The floriculture industry is vulnerable to criminal interference because of its intricate international logistics. The Resilient Floriculture Sector Approach aims to protect the beauty of the sector and address its vulnerabilities. The focus is prevention; prevention being better than cure. We can do this by helping entrepreneurs become resilient, providing them with knowledge to quickly recognize signs of crime, report wrongdoing and take preventive measures.

Organized crime is constantly trying to abuse the floriculture industry and the people who work in it. For narcotics smuggling and labour exploitation, for example. This colourful sector is attractive to criminal interference because of its international nature and its intricate logistics.

Our approach involves various government partners such as the municipalities of Westland, Katwijk, Aalsmeer and Uithoorn, the police, Public Prosecutor’s Office, Customs, Riec The Hague, Riec Amsterdam-Amstelland and the Tax Authority. But also private parties like Royal FloraHolland.

We actively cooperate with parties such as TLN, TFOC, HVO Querido, SNCU, PVO The Hague, PVO Amsterdam-Amstelland, PVO Netherlands, CCV, and many others.
The cooperation is aimed at tackling undermining crime and abuse in the sector. We focus on making businesses resilient. We do this by sharing knowledge, promoting monitoring, control and enforcement, increasing willingness to report and helping to erect effective barriers.

Knowledge & research

Criminals are smart and their undermining criminal activities change rapidly and continuously. Constant research is needed to find the answers. It helps us gain useful insights into how to act. With these insights, we can arrive at the right approach to combat the undermining activities.

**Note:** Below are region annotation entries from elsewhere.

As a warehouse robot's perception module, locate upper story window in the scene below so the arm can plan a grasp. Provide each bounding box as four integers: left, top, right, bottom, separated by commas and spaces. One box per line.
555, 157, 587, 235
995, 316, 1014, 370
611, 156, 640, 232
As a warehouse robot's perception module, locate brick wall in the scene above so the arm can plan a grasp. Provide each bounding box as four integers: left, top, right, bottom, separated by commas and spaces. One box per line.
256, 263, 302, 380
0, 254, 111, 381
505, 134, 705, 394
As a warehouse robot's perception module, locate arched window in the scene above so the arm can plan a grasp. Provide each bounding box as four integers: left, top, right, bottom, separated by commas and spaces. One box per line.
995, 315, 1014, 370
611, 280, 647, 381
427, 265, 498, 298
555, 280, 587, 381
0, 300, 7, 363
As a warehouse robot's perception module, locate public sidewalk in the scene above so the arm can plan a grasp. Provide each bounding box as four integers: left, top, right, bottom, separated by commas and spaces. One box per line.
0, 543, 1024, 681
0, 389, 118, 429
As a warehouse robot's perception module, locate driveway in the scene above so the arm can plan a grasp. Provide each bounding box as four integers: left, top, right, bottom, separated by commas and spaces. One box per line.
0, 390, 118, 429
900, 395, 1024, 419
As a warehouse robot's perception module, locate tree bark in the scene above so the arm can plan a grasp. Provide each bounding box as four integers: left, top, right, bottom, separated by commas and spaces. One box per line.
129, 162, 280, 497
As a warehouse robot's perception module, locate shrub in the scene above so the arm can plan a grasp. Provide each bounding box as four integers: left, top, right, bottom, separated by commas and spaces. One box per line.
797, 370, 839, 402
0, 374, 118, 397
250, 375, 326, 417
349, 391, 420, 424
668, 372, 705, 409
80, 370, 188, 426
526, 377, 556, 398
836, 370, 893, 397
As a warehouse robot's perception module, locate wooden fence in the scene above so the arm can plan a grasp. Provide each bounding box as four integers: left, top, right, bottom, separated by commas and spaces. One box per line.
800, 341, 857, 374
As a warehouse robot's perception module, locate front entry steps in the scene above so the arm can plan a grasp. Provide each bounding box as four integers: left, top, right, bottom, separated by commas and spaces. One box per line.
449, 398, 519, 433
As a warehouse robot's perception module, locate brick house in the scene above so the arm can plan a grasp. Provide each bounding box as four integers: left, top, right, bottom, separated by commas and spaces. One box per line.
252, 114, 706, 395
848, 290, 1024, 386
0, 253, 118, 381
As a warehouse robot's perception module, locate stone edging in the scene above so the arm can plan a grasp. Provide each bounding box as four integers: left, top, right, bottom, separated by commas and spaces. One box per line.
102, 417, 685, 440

Applied scientific research but also practice-oriented research is vital for the Resilient Floriculture Approach. If we really want to disrupt and reduce criminal activity, we need to deploy the right actions in the right places, within the legal frameworks we have for doing so. In addition to understanding the various (international) historical flows from history, we also need to investigate the current trends. What is going on and how can we prevent it from now on? Many of these insights and practical investigations depend on reporting signals. So it is important to receive as many signals, observations and reports as possible.

See how to report here.

Resilience & barrier formation

Tackling undermining crime has long ceased to be exclusively a police or government task. An effective approach requires intensive cooperation with private and public parties joining forces. Only together we take a stand against undermining practices.

These unlawful activities form a broad and complex problem in which criminial interference happens at the local level. Consider an employee who may or may not be forced to divulge sensitive company information, a driver who may inadvertently take packages, or an official who may or may not be forced to look the other way. To reduce these practices and prevent them as much as possible, our approach is to have private and public partners work together. Our goal is to create as many barriers (thresholds) as possible to prevent criminal acts and to increase the resilience of employees and employers. That way we don’t just keep mopping up but shutting down on crime!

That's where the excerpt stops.